The versatile and modular nanolithography tool

  • Product Description

  • The NanoFrazor is a groundbreaking commercial system for Thermal Scanning Probe Lithography (t-SPL), designed to enable advanced research and innovation across diverse applications. Whether exploring quantum devices, 1D/2D materials, quantum dots, Josephson junctions, or nanoscale device arrays, the NanoFrazor provides unparalleled precision and versatility. Its capabilities extend to complex challenges, including grayscale photonics, nanofluidic structures, biomimetic substrates for cell growth, and local material modification through heat-driven chemical reactions or physical phase changes.

    Key Features

    • High Resolution Nanopatterning: At the heart of the NanoFrazor lies an ultra-sharp, heatable probe tip that enables simultaneous writing and inspection of complex nanostructures. Self-correcting patterning is powered through the Closed-Loop Lithography (CLL) capability. This innovative design delivers unmatched precision for creating intricate patterns and structures.
    • Direct Laser Sublimation (DLS) Module: The DLS module streamlines fabrication by allowing nano- and micro-structures to be written efficiently into the same resist layer in a single step. This integration simplifies workflows and enhances productivity.
    • In-Situ Imaging with Markerless Overlay: The NanoFrazor’s in-situ imaging technology introduces markerless overlay and real-time comparison of written and target patterns. This unique Closed-Loop Lithography (CLL) capability ensures sub-2 nm vertical precision for creating complex 2.5D (grayscale) shapes and allows immediate parameter adjustments during the writing process.
    • Parallel Writing with 10 Tips: The Decapede feature enables parallel writing with 10 heatable tips, significantly increasing throughput while maintaining the NanoFrazor’s renowned precision. This capability is ideal for large-area patterning and time-sensitive applications.
    • Modular and Upgradable Design: The NanoFrazor’s modular platform allows for extensive customization to meet specific research needs and laboratory environments. Patterning modes, housing options, and software modules can be tailored for maximum flexibility and functionality. As research evolves, the NanoFrazor can be upgraded with additional modules, ensuring its long-term adaptability.
    • Comprehensive Process Support: With over 20 years of research and development at IBM Research Zürich and Heidelberg Instruments Nano, the NanoFrazor user community benefits from continual advancements in hardware and software. Users gain access to a comprehensive library of best practices and protocols for pattern transfer processes like etching and lift-off, ensuring optimal results for various applications.

    Applications

    • Quantum Devices: Create precise nanostructures for quantum computing and advanced electronic applications.
    • 1D/2D Materials: Pattern and modify nanostructures on graphene, transition metal dichalcogenides, and other 2D materials.
    • Photonics: Achieve sub-2 nm vertical precision for grayscale shapes like sinewave gratings and phase plates in optical systems.
    • Biotechnology: Develop biomimetic substrates for cell growth and create nanofluidic structures for biological and chemical analysis.
    • Local Material Modification: Enable localized heat-driven processes such as chemical reactions and phase changes for innovative research in material science.

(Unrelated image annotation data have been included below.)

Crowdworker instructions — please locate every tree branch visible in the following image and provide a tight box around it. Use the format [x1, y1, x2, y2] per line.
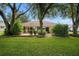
[17, 3, 22, 12]
[8, 3, 13, 10]
[0, 10, 9, 27]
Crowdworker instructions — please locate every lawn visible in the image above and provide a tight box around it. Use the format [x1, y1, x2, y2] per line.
[0, 36, 79, 56]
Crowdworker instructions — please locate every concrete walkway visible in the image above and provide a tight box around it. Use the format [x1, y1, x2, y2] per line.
[21, 33, 51, 37]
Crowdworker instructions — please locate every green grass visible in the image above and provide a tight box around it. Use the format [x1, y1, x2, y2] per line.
[0, 32, 4, 35]
[0, 36, 79, 56]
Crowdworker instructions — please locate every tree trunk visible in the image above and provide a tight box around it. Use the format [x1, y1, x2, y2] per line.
[40, 20, 43, 29]
[73, 25, 78, 36]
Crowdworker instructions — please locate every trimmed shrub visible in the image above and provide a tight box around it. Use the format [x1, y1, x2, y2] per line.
[29, 27, 34, 35]
[13, 19, 23, 35]
[33, 29, 37, 35]
[52, 24, 68, 36]
[37, 29, 46, 37]
[4, 19, 23, 35]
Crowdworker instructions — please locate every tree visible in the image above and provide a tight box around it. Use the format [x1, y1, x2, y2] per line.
[59, 3, 79, 36]
[31, 3, 52, 33]
[0, 3, 32, 35]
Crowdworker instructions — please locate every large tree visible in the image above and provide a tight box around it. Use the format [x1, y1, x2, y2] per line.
[0, 3, 32, 35]
[59, 3, 79, 36]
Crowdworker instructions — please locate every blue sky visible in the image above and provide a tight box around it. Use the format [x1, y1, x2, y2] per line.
[0, 4, 72, 25]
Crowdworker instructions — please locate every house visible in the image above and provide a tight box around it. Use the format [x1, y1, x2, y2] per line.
[23, 21, 55, 32]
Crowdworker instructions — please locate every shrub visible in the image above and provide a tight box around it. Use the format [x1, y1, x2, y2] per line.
[29, 27, 34, 35]
[33, 29, 37, 35]
[4, 19, 23, 35]
[38, 29, 46, 37]
[13, 19, 23, 35]
[52, 24, 68, 36]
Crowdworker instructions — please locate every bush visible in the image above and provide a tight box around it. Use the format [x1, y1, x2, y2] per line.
[37, 29, 46, 37]
[13, 19, 23, 35]
[4, 19, 23, 35]
[52, 24, 68, 36]
[29, 27, 34, 35]
[33, 29, 37, 35]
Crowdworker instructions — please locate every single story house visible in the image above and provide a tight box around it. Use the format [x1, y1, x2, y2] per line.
[23, 21, 55, 32]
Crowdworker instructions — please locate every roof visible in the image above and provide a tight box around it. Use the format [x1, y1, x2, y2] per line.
[24, 21, 55, 27]
[0, 22, 5, 26]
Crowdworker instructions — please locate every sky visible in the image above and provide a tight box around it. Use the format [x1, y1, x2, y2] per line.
[0, 4, 72, 25]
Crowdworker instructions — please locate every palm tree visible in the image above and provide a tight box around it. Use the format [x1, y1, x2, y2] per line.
[59, 3, 79, 36]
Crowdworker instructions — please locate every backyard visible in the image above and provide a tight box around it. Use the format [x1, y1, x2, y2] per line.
[0, 36, 79, 56]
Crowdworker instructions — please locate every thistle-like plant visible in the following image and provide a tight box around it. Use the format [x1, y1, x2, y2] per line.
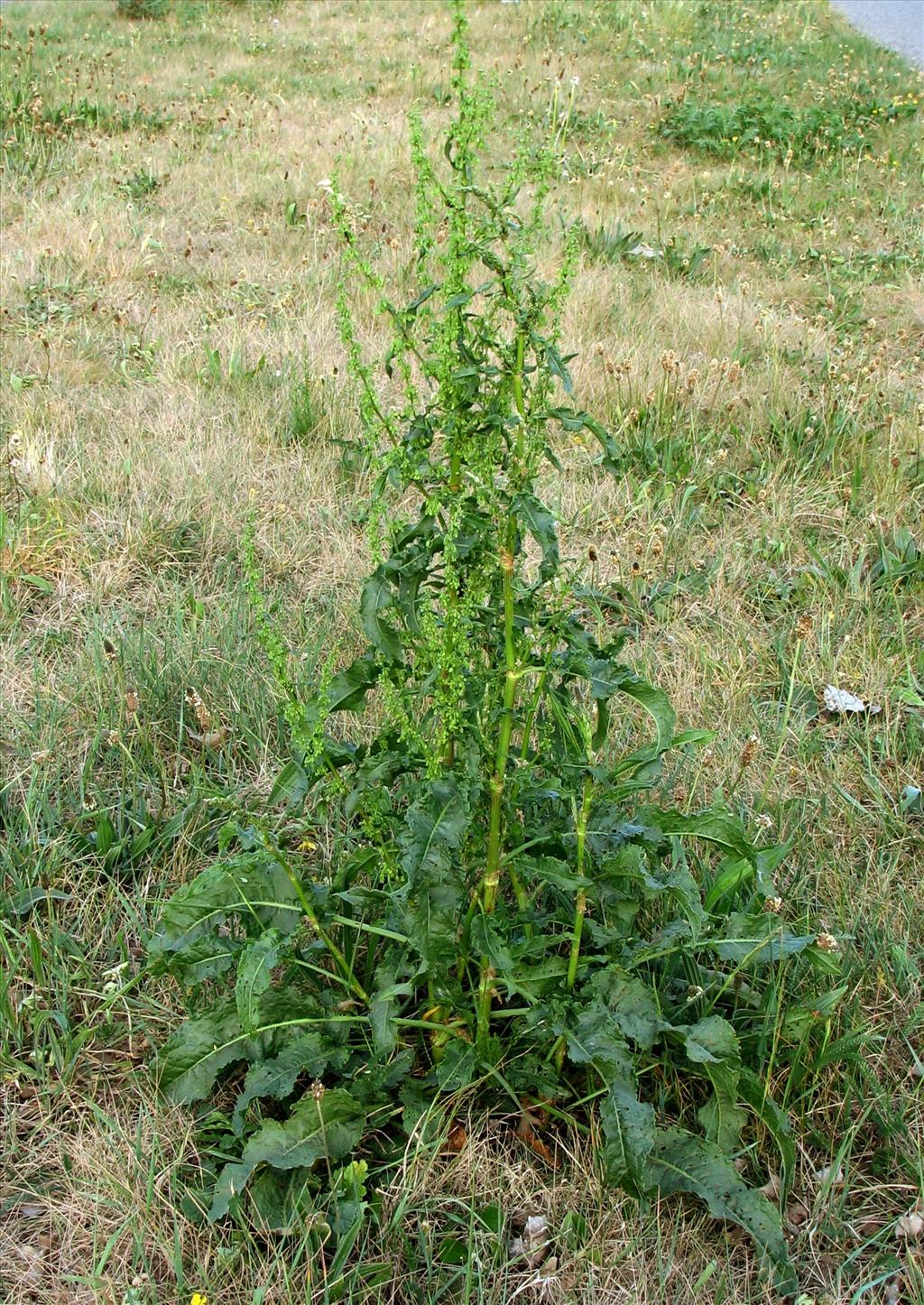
[152, 6, 825, 1290]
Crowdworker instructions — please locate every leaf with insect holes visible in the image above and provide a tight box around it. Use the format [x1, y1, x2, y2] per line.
[234, 930, 284, 1033]
[359, 567, 404, 664]
[511, 494, 559, 583]
[640, 808, 755, 864]
[647, 1129, 798, 1296]
[149, 849, 301, 962]
[231, 1030, 347, 1134]
[684, 1015, 748, 1155]
[737, 1069, 796, 1205]
[157, 988, 327, 1104]
[208, 1088, 365, 1223]
[398, 775, 470, 965]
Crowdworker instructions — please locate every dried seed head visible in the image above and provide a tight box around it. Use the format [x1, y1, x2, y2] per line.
[187, 687, 211, 734]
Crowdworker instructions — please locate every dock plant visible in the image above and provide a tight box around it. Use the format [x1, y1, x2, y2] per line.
[145, 6, 830, 1292]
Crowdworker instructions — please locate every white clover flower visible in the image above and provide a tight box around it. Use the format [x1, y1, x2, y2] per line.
[822, 684, 882, 717]
[629, 244, 661, 258]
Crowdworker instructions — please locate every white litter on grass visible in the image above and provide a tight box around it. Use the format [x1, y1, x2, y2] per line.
[822, 684, 882, 717]
[629, 245, 661, 258]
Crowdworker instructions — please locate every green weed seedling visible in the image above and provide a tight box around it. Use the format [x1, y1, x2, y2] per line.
[150, 5, 839, 1293]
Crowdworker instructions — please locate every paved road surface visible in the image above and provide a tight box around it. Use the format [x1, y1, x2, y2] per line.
[831, 0, 924, 68]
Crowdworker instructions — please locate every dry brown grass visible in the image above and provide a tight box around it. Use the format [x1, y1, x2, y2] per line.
[0, 0, 924, 1305]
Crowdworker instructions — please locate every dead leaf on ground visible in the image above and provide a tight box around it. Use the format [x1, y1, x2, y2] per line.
[442, 1124, 468, 1155]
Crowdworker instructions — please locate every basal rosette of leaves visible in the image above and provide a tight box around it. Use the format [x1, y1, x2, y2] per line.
[152, 8, 827, 1291]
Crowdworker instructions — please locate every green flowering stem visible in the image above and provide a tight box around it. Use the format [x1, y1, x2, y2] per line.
[548, 775, 594, 1071]
[261, 838, 369, 1006]
[477, 540, 520, 1041]
[565, 775, 594, 992]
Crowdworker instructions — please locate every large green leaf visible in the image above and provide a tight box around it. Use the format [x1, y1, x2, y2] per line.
[158, 988, 325, 1104]
[234, 930, 284, 1032]
[619, 671, 678, 754]
[685, 1015, 748, 1155]
[149, 849, 300, 959]
[511, 494, 559, 580]
[398, 775, 470, 966]
[232, 1028, 346, 1133]
[647, 1129, 799, 1296]
[158, 998, 248, 1106]
[208, 1088, 365, 1220]
[325, 652, 378, 713]
[699, 911, 816, 965]
[644, 808, 755, 864]
[737, 1069, 796, 1205]
[568, 972, 664, 1196]
[600, 1078, 658, 1197]
[359, 567, 403, 662]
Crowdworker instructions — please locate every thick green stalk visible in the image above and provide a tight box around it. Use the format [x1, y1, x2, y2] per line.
[482, 550, 518, 915]
[565, 775, 594, 992]
[477, 537, 518, 1041]
[261, 838, 369, 1006]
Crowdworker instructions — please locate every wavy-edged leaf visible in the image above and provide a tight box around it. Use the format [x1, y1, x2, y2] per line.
[685, 1015, 748, 1155]
[149, 851, 300, 959]
[359, 567, 403, 663]
[398, 775, 470, 965]
[699, 911, 816, 966]
[647, 1129, 799, 1296]
[644, 810, 755, 865]
[511, 494, 559, 582]
[158, 1000, 248, 1106]
[600, 1078, 658, 1197]
[234, 930, 284, 1032]
[619, 672, 678, 755]
[325, 652, 380, 713]
[157, 988, 327, 1106]
[515, 856, 593, 893]
[208, 1088, 365, 1221]
[231, 1030, 346, 1133]
[737, 1069, 796, 1206]
[266, 760, 310, 807]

    The NanoFrazor revolutionizes nanofabrication by making sophisticated Thermal Scanning Probe Lithography accessible to researchers and technologists worldwide. Its cutting-edge features, modular design, and extensive application range position it as an indispensable tool for groundbreaking research and technological advancements.

    To further explore the NanoFrazor, visit our dedicated website at nanofrazor.com. Configure your system and discover how the NanoFrazor can elevate your research to new heights.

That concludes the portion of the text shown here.